Essas manifestações apontam que o fim das alíquotas de exportação para as commodities agrícolas e minerais produzidas nos países do Mercosul irá ampliar a expansão do agronegócio, incentivando um aumento do desmatamento. Segundo a coalizão de Partidos Verdes do Parlamento Europeu (The Greens/EFA), o acordo entre Mercosul e UE irá “exacerbar o desmatamento na Amazônia, destruir a biodiversidade e aumentar a violação de direitos humanos”.

Porém, é possível observar que a assinatura do acordo se articula com os interesses de setores dominantes da economia europeia, que querem manter sua liderança no novo ciclo de transição energética. O continente europeu pretende assegurar sua posição de liderança nessa mudança de paradigma tecnológico e a América Latina conta com reservas estratégicas para esse processo. Além das riquezas biológicas presentes no continente, há que se destacar as importantes reservas de minerais e terras raras – como lítio e cobre – fundamentais para produção de baterias para armazenamento energético das fontes renováveis e conversão em eletricidade.

Nesse sentido, a política antiambiental de Bolsonaro coloca os europeus em uma situação contraditória. Em um contexto de crescimento dos Partidos Verdes e da importância ambiental na opinião pública, a pressão contra o acordo é grande. Porém, os representantes da União Europeia não querem abandonar a mesa de negociações. Para tentar avançar na ratificação do Tratado, uma iniciativa de eurodeputados propôs a aprovação de um anexo ambiental, com normas mais restritivas sobre o tema.

Com grande potencial de ameaça ao meio ambiente, o Acordo Mercosul-UE não impõe obstáculos à política antiambiental de Bolsonaro e em nada distancia-se da agenda liderada pelo Ministério da Economia, tanto na questão ambiental quanto no projeto de desindustrialização do país. Além de assimétrico, reforça a dependência e subordinação sul-americana a um centro hegemônico e faz o Mercosul retroceder “em seu objetivo futuro de constituir um mercado comum, ampliando o espaço para as produções de seus países membros”.

Paradoxalmente, contudo, o primeiro dos obstáculos aos planos do governo brasileiro para o avanço do acordo está na Europa, como visto acima.
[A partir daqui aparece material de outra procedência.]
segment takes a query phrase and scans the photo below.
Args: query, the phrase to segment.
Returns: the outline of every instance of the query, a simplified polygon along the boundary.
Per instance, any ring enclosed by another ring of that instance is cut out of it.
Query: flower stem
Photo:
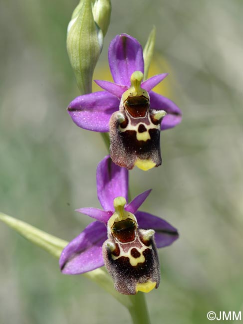
[[[133,324],[150,324],[144,294],[139,292],[136,295],[129,296],[131,301],[128,310]]]
[[[109,133],[100,133],[100,134],[101,135],[101,137],[104,141],[104,143],[105,145],[105,147],[107,149],[108,153],[110,153],[110,138],[109,137]]]

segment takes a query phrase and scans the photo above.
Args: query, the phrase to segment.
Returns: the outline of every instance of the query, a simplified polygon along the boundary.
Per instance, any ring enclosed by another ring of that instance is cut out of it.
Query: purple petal
[[[163,73],[162,74],[157,74],[152,76],[151,78],[145,80],[145,81],[141,84],[141,87],[146,91],[150,91],[153,88],[157,86],[162,80],[166,78],[169,73]]]
[[[101,88],[116,96],[119,99],[121,99],[123,92],[125,92],[128,88],[127,86],[121,86],[119,84],[103,80],[94,80],[94,81]]]
[[[174,127],[182,120],[182,112],[176,104],[168,98],[150,91],[150,107],[152,109],[165,110],[167,115],[162,119],[161,130]]]
[[[110,44],[108,50],[110,68],[115,83],[130,86],[132,74],[144,72],[143,49],[135,38],[117,35]]]
[[[95,218],[100,222],[107,223],[109,218],[112,216],[112,211],[105,211],[98,208],[94,208],[92,207],[89,208],[83,208],[79,209],[76,209],[76,211],[87,215],[93,218]]]
[[[111,116],[120,102],[106,91],[77,97],[67,108],[72,120],[79,127],[95,132],[109,132]]]
[[[164,219],[143,211],[137,211],[135,215],[140,228],[155,230],[157,248],[170,245],[178,238],[176,228]]]
[[[139,194],[137,197],[135,197],[134,199],[132,200],[132,201],[131,201],[131,202],[130,202],[126,207],[126,210],[130,211],[133,214],[135,214],[150,193],[151,190],[152,189],[147,190],[147,191],[144,191],[144,192],[140,193],[140,194]]]
[[[105,210],[114,210],[113,200],[124,197],[127,201],[128,171],[106,156],[98,164],[96,171],[98,198]]]
[[[78,275],[103,266],[102,244],[107,237],[102,223],[88,225],[62,252],[59,263],[62,273]]]

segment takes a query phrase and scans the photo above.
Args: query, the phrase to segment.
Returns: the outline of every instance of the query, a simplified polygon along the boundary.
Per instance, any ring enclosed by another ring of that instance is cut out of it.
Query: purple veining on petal
[[[145,80],[141,84],[141,87],[142,89],[150,91],[153,88],[154,88],[157,84],[159,84],[164,79],[165,79],[169,73],[162,73],[162,74],[157,74],[154,75],[149,79]]]
[[[168,98],[156,93],[149,92],[150,97],[150,107],[152,109],[163,110],[167,113],[162,120],[161,130],[174,127],[181,122],[182,113],[176,104]]]
[[[143,211],[137,211],[135,215],[140,228],[155,230],[157,248],[170,245],[178,238],[176,228],[164,219]]]
[[[99,209],[98,208],[95,208],[92,207],[79,208],[79,209],[76,209],[76,211],[78,211],[85,215],[87,215],[90,217],[95,218],[100,222],[105,223],[107,223],[109,218],[113,213],[113,211],[106,211],[105,210],[102,210],[102,209]]]
[[[119,100],[106,91],[99,91],[77,97],[67,110],[79,127],[95,132],[109,132],[111,115],[118,110]]]
[[[78,275],[103,266],[102,247],[107,236],[102,223],[88,225],[62,252],[59,265],[62,273]]]
[[[134,214],[148,197],[151,190],[152,189],[147,190],[135,197],[125,207],[126,210]]]
[[[111,93],[111,94],[116,96],[119,99],[121,99],[123,92],[125,92],[128,89],[127,86],[121,86],[109,81],[103,80],[94,80],[94,81],[101,88]]]
[[[108,60],[113,80],[118,84],[130,86],[132,74],[135,71],[144,72],[142,46],[126,34],[117,35],[111,41]]]
[[[124,197],[127,201],[128,171],[113,163],[110,156],[98,164],[96,182],[98,198],[105,210],[114,210],[116,197]]]

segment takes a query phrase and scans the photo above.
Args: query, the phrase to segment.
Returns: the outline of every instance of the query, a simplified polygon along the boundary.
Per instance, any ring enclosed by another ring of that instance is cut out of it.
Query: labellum
[[[157,288],[160,272],[154,230],[139,229],[134,215],[124,209],[126,200],[114,200],[115,212],[108,222],[103,245],[105,266],[121,294],[148,293]]]
[[[166,113],[150,108],[148,92],[140,87],[143,74],[134,72],[122,95],[119,111],[109,123],[111,157],[120,166],[147,170],[162,163],[160,124]]]

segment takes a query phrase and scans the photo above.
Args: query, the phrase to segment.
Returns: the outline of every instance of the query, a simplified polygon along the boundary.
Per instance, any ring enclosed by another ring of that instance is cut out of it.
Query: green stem
[[[131,301],[128,310],[133,324],[150,324],[150,320],[144,294],[139,292],[136,295],[129,296]]]
[[[109,133],[100,133],[101,137],[105,143],[105,147],[107,149],[108,153],[110,154],[110,138],[109,137]]]

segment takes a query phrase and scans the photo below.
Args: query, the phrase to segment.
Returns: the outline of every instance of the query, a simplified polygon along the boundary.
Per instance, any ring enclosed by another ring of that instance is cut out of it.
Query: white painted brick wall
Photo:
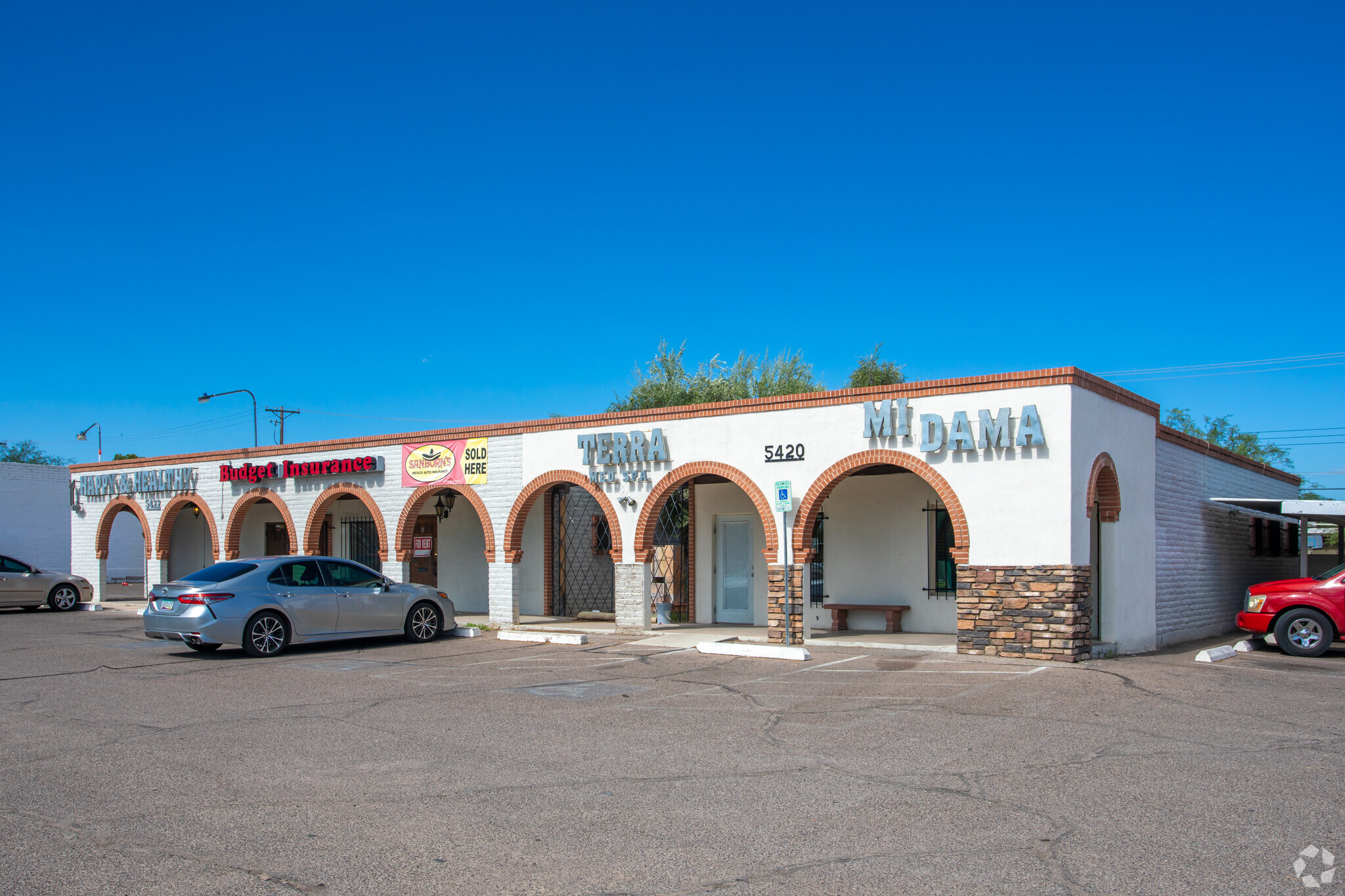
[[[69,466],[0,463],[0,553],[71,571]]]
[[[1247,586],[1298,575],[1297,557],[1251,556],[1251,519],[1231,519],[1212,497],[1295,498],[1298,489],[1158,439],[1158,646],[1232,630]]]

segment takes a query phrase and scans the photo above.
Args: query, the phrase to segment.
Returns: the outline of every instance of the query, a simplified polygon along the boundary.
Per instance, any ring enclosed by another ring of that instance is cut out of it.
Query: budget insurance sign
[[[444,439],[402,446],[402,486],[486,485],[490,439]]]

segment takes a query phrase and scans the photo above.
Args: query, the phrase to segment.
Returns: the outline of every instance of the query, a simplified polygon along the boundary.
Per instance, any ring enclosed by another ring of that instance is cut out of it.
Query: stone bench
[[[833,631],[849,631],[850,626],[846,625],[850,618],[851,610],[873,610],[876,613],[882,613],[888,617],[888,627],[884,629],[888,634],[901,631],[901,614],[908,611],[911,607],[905,604],[884,604],[884,603],[829,603],[822,607],[823,610],[831,611],[831,630]]]

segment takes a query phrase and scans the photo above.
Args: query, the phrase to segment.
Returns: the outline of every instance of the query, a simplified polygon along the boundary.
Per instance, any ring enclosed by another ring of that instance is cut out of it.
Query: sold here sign
[[[490,439],[402,446],[402,486],[486,485]]]

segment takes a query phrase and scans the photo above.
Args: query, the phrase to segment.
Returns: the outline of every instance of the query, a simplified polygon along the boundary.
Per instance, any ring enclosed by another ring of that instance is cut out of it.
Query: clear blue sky
[[[9,4],[0,439],[593,412],[660,337],[833,386],[1338,348],[1338,3],[447,5]],[[1325,427],[1338,361],[1128,386]]]

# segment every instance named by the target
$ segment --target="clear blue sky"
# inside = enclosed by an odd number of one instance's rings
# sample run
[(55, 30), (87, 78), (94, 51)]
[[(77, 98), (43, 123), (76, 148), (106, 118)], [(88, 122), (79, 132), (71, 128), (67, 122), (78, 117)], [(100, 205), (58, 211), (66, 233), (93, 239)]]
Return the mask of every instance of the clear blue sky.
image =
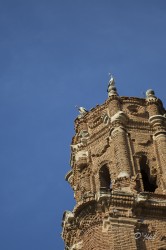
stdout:
[(75, 105), (153, 88), (165, 102), (165, 0), (0, 1), (0, 249), (63, 250)]

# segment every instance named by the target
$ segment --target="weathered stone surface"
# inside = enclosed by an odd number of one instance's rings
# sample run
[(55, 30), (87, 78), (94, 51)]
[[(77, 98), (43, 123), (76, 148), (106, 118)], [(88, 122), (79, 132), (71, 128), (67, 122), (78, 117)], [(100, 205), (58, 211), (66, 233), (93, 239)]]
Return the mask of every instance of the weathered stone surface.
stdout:
[(166, 111), (153, 90), (119, 97), (113, 83), (103, 105), (75, 120), (66, 250), (166, 249)]

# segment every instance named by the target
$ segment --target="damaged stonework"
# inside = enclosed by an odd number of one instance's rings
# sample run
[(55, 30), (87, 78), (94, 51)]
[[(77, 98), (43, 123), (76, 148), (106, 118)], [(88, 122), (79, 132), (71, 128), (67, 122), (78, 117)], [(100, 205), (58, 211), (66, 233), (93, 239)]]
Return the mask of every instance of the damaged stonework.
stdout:
[(107, 91), (75, 120), (65, 250), (166, 249), (166, 110), (153, 90), (119, 96), (113, 76)]

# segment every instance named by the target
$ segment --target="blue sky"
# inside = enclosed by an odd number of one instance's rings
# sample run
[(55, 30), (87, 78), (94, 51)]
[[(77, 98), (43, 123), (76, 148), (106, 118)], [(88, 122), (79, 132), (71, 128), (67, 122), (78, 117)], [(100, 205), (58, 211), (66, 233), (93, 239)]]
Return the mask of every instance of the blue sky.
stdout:
[(165, 102), (165, 0), (0, 1), (0, 249), (61, 250), (74, 206), (75, 105), (153, 88)]

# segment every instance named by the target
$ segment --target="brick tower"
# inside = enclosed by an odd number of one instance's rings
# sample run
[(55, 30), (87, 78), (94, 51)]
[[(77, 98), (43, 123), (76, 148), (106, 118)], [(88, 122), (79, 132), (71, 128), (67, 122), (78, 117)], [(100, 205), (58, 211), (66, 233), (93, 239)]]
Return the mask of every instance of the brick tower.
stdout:
[(166, 249), (166, 111), (153, 90), (80, 108), (66, 175), (76, 205), (63, 215), (66, 250)]

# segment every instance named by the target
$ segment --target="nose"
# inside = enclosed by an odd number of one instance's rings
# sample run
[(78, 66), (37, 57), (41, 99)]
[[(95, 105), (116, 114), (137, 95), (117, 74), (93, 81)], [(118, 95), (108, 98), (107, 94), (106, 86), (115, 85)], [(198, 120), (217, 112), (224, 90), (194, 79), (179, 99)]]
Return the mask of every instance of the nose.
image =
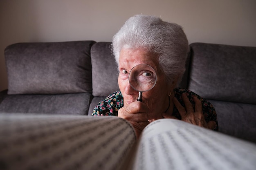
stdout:
[(138, 93), (138, 92), (132, 87), (130, 83), (129, 83), (129, 82), (127, 82), (127, 83), (125, 84), (125, 87), (124, 88), (124, 93), (126, 95), (132, 95)]

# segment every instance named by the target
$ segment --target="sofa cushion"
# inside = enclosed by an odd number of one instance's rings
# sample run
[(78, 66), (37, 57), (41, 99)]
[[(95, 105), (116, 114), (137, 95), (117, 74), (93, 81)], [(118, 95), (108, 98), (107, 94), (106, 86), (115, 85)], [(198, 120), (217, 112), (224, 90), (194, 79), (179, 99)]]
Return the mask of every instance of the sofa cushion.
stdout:
[(256, 105), (212, 100), (209, 102), (216, 110), (219, 131), (256, 143)]
[(110, 42), (94, 44), (91, 49), (92, 95), (106, 97), (119, 90), (118, 70)]
[(8, 94), (91, 93), (92, 41), (21, 43), (5, 50)]
[(206, 99), (256, 104), (256, 47), (190, 46), (189, 90)]
[(91, 94), (85, 93), (8, 95), (0, 103), (0, 113), (87, 115), (91, 98)]

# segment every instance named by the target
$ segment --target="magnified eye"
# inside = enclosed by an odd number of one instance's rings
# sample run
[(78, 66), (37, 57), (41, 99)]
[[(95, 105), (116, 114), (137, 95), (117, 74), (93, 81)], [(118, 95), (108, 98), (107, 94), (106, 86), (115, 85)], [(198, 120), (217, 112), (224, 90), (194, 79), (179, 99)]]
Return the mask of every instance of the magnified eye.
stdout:
[(151, 73), (150, 73), (148, 72), (144, 72), (143, 73), (143, 74), (142, 74), (142, 75), (144, 76), (151, 76), (152, 75), (151, 74)]
[(128, 74), (128, 72), (125, 70), (122, 70), (121, 71), (123, 74)]

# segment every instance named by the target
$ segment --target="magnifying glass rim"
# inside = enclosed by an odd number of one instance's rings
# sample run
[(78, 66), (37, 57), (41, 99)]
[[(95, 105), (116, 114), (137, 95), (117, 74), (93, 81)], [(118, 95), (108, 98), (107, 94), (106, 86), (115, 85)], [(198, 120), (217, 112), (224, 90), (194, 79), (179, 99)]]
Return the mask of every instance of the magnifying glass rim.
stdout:
[[(152, 70), (153, 71), (154, 71), (154, 73), (155, 73), (155, 83), (154, 83), (154, 84), (149, 89), (148, 89), (148, 90), (147, 90), (146, 91), (139, 91), (137, 89), (136, 89), (135, 88), (134, 88), (134, 87), (133, 87), (130, 81), (130, 73), (132, 72), (132, 70), (133, 69), (133, 68), (134, 68), (135, 67), (136, 67), (136, 66), (139, 66), (139, 65), (144, 65), (145, 66), (149, 66), (149, 67), (150, 67), (150, 68), (151, 68), (152, 69)], [(145, 91), (148, 91), (151, 89), (152, 89), (154, 87), (155, 87), (155, 84), (157, 83), (157, 73), (155, 72), (155, 69), (154, 68), (153, 68), (152, 67), (151, 67), (151, 66), (150, 66), (148, 64), (138, 64), (138, 65), (136, 65), (136, 66), (134, 66), (133, 67), (132, 67), (132, 68), (131, 69), (130, 71), (130, 73), (129, 73), (129, 76), (128, 77), (128, 79), (129, 80), (129, 83), (130, 84), (130, 86), (131, 86), (131, 87), (132, 87), (132, 88), (133, 88), (134, 90), (135, 90), (135, 91), (141, 91), (141, 92), (145, 92)]]

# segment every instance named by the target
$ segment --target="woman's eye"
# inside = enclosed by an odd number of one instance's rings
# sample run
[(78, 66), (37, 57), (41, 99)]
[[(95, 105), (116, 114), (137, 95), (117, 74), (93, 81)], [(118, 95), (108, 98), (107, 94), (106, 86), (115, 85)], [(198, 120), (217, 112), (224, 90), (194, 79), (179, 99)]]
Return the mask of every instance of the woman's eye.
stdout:
[(125, 70), (122, 70), (121, 71), (123, 74), (128, 74), (128, 72)]
[(142, 75), (144, 76), (151, 76), (151, 74), (148, 72), (145, 72), (142, 74)]

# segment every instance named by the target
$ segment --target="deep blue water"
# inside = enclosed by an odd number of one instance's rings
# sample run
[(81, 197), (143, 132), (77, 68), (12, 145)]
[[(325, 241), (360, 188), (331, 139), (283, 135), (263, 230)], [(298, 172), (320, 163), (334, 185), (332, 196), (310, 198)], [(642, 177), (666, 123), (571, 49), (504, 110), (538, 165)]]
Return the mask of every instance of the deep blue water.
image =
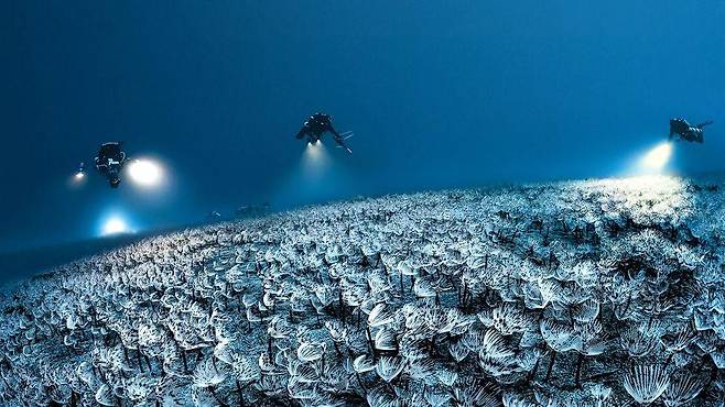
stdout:
[[(624, 175), (668, 120), (670, 170), (722, 169), (722, 1), (104, 1), (0, 6), (0, 251), (242, 204)], [(353, 130), (311, 169), (293, 135)], [(163, 191), (67, 178), (123, 140)]]

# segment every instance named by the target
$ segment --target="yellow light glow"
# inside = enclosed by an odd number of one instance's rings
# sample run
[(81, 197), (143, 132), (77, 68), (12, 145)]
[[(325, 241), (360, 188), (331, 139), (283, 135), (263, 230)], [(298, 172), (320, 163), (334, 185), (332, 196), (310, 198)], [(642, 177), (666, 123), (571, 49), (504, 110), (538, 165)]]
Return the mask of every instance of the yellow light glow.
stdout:
[(161, 183), (161, 166), (152, 161), (138, 160), (129, 165), (131, 180), (140, 186), (151, 187)]
[(647, 152), (640, 164), (646, 169), (662, 169), (671, 156), (672, 143), (662, 143)]

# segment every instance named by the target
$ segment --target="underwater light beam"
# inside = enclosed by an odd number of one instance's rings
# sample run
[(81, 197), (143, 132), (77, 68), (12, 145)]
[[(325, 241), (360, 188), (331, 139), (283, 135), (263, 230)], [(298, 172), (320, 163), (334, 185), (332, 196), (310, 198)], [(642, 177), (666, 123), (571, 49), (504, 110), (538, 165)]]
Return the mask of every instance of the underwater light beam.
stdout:
[(137, 160), (129, 164), (129, 177), (142, 187), (153, 187), (161, 183), (163, 170), (159, 163), (150, 160)]
[(101, 235), (108, 237), (128, 232), (130, 232), (130, 229), (126, 220), (123, 220), (121, 217), (115, 216), (106, 220), (101, 230)]
[(642, 156), (640, 166), (649, 170), (660, 170), (670, 162), (671, 156), (672, 143), (664, 142), (648, 151), (647, 154)]

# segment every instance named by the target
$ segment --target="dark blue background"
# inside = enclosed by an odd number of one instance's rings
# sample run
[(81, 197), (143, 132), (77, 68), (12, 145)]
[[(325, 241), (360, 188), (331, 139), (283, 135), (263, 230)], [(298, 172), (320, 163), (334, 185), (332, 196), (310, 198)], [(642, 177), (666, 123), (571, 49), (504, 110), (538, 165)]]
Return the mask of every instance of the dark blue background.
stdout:
[[(675, 168), (723, 167), (719, 0), (10, 0), (0, 15), (0, 250), (91, 237), (112, 209), (149, 229), (245, 202), (621, 175), (679, 114), (715, 124)], [(329, 148), (324, 188), (295, 174), (316, 110), (357, 134), (354, 155)], [(173, 188), (68, 188), (116, 139), (160, 156)]]

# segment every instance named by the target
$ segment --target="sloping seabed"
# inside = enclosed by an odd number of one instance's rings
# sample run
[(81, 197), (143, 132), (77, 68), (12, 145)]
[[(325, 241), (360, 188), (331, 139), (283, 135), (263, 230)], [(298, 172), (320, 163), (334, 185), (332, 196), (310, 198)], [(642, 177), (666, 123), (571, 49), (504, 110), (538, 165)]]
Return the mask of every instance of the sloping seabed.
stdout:
[(722, 182), (382, 197), (2, 298), (3, 405), (722, 406)]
O segundo obstáculo aparece nas posições de nosso vizinho mais próximo, a Argentina, que tem enfrentado os planos brasileiros de flexibilização do Mercosul e acirrado as disputas internas do bloco sul-americano. Os europeus, por fim, parecem estar em compasso de espera, na expectativa de que a situação no Mercosul se estabilize. Enquanto isso, o Estado brasileiro continua sem um projeto político de desenvolvimento que incorpore a temática ambiental e auxilie o país em sua inserção internacional estratégica no cenário de transição energética. Perde-se, assim, a oportunidade do uso sustentável das riquezas minerais e biológicas do território brasileiro, sem também um projeto que fortaleça a América do Sul diante dos grandes centros.